Geochelone burchardi

Tenerife giant tortoise
Temporal range: Miocene - Pleistocene
Bone rest of Geochelone burchardi in Museo de la Naturaleza y el Hombre in Santa Cruz de Tenerife.
Scientific classification
Kingdom: Animalia
Phylum: Chordata
Class: Sauropsida
Order: Testudines
Family: Cryptodira
Subfamily: Testudinoidea
Genus: Geochelone
Species: G. burchardi
Binomial name
Geochelone burchardi
Ahl, 1926

The Tenerife giant tortoise[1] (Geochelone burchardi) is an extinct species of cryptodira turtle in the family Testudinidae endemic to the island of Tenerife, in the Canary Islands.[2][3]

Characteristics

Restoration in Museo de la Naturaleza y el Hombre of Santa Cruz de Tenerife.

It was a large tortoise, similar to those currently found in some oceanic islands like the Galapagos Islands in the Pacific Ocean and the Seychelles in the Indian Ocean.[3]

The earliest remains of G. burchardi found on Tenerife date from the Miocene epoch. This tortoise is thought to have inhabited the island until the Upper Pleistocene, when volcanic activity at that time exterminated them long before humans arrived during the Holocene.[4] Most fossils are of bones and shells, as well as a nest of fossilized eggs found in volcanic soil in the south of Tenerife, in the present municipality of Adeje. This species of giant turtle was described in 1926 by Ernst Ahl, the first time a giant turtle endemic to the Canary Islands described.[1]

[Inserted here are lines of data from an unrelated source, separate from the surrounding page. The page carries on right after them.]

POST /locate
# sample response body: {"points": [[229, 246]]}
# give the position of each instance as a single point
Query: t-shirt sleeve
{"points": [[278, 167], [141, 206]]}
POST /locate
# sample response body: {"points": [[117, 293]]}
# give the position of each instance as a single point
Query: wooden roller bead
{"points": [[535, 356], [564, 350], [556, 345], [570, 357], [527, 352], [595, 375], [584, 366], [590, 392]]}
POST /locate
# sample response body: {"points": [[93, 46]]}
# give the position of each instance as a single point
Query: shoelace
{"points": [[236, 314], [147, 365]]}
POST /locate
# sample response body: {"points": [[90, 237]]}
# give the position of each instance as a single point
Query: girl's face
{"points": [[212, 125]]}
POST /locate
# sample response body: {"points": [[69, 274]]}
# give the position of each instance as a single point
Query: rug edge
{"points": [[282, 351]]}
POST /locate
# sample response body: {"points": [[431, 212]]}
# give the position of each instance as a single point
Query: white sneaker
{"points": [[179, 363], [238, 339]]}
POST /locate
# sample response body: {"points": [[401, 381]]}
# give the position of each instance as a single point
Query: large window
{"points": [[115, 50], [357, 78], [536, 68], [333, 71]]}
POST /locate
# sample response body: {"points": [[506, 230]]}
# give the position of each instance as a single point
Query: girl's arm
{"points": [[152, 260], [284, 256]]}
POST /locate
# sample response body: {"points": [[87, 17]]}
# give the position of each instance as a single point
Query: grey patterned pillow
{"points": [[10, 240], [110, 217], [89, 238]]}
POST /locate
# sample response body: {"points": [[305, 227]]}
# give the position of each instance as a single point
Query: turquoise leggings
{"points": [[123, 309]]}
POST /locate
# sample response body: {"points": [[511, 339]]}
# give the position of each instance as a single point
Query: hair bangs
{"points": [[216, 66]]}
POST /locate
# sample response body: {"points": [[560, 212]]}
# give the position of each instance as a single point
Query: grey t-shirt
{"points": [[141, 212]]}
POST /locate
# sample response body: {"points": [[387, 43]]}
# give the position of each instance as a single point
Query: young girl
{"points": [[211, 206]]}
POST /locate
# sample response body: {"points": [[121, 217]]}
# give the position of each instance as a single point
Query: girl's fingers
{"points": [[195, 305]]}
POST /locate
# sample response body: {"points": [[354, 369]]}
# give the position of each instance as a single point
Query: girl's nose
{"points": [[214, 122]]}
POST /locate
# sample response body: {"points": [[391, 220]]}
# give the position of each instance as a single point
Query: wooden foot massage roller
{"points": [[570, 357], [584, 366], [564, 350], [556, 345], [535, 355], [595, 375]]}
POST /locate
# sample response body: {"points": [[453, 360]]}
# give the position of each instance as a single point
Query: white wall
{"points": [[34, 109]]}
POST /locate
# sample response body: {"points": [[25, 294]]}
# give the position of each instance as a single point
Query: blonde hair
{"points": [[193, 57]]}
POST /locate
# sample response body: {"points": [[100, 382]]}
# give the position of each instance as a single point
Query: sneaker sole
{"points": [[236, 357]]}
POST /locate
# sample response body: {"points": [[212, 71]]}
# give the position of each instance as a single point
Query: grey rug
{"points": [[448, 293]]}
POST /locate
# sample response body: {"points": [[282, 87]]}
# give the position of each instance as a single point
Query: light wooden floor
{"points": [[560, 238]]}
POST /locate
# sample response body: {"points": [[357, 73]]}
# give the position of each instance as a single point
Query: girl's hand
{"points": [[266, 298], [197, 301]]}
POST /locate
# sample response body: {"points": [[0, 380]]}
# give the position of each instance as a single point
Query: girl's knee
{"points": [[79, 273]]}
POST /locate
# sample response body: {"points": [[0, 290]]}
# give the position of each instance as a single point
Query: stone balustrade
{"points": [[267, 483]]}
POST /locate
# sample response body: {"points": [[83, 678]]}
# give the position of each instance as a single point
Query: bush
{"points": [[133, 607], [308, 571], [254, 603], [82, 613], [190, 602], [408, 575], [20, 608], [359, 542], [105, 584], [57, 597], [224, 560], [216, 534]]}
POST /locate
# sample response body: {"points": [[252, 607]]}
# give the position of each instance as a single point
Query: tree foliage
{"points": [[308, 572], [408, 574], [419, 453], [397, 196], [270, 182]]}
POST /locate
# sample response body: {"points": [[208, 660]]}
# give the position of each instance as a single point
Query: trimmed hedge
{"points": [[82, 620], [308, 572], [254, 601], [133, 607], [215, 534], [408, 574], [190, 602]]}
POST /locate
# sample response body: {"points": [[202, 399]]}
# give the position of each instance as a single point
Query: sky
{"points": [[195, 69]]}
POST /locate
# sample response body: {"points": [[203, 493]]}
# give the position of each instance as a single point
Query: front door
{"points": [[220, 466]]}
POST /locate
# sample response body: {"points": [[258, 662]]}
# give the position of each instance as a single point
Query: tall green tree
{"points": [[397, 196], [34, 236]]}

Another extinct tortoise species, G. vulcanica, is known from the island of Gran Canaria. G. burchardi had a larger shell, with a length of approximately 65 to 94 cm, while G. vulcanica shell had a 61 cm.[4] Both have links to various North African species of Geochelone. Therefore, it is believed that the ancestors of these turtles could reach the eastern islands of the Canary Islands from the continent and progressively moved to westward through that archipelago as their size also increased and its appearance evolved to adapt to the conditions of the archipelago.[4]

Fossilized tortoise eggs have been found in the islands of Lanzarote and Fuerteventura; however, these eggs have not yet been properly described or named.[2] The species of Fuerteventura has been linked to G. burchardi, but this identification is uncertain, and has been challenged.[5][6]